They spent the rest of their days at full-time jobs. Dale worked as a mechanical engineer and Paula as a sales coordinator for a furniture hauling company. They did everything they could to keep the chickens healthy and turn a profit, but they say producing poultry this way was just not working for them.
“We invested close to half a million dollars by the time you figure the two houses and all the equipment and everything,” says Paula. “It’s almost like you’re an indentured servant.”
After years of struggling, they decided to cancel their contract. Paula says, “There were a lot of things in the contract to prevent you from doing that, but we were just really lucky.”
Paula and Dale researched crops that would give them more independence, greater financial return, and some relief from the time-consuming process of large-scale chicken production. They realized there might be new opportunities selling to local markets, so Dale used his engineering skills to transform the chicken houses into greenhouses for produce like tomatoes and peppers.

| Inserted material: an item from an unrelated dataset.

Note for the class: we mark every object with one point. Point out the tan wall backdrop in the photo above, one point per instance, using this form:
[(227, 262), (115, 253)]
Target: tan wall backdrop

Heaters, fans, and even the computer that monitors static pressure have been repurposed for produce. Dale’s exceptional engineering skills made this transition possible, and so did the orientation of their chicken houses. Most chicken houses face east to west so the sun doesn’t shine into the sides and raise the temperature. But fortunately, the chicken houses at JB Farm were installed north to south, which is ideal for growing produce.
The greenhouse is now home to 600 cherry tomato plants and 700 sweet pepper plants, and Paula says that’s just the beginning. They started by growing the plants directly in soil, but plan to expand to hydroponic production, where plants are grown in nutrient-dense water instead of soil. After that, she says aquaponics are on the horizon. They plan to grow tilapia (a type of freshwater fish commonly found on restaurant menus) in a closed-loop system where the fish waste fertilizes the plants.
Paula now sells directly to the public instead of a national company. She stands behind the JB Farm booth at the Lenoir Downtown Farmers Market and delivers produce to two grocery stores in Hickory on her lunch hour. She still commutes 40 minutes to her office job, but hopes that there will be enough income for her to work full-time on the farm in the future.
Paula is amazed by the support they have received from the community as the farm transitions from production for global markets to producing food for local customers.
“When we work at the farmers markets, just to see the people that just love to come up and talk to you and just know that it’s coming from a local area, I think that is just kind of a culture thing we’re seeing.”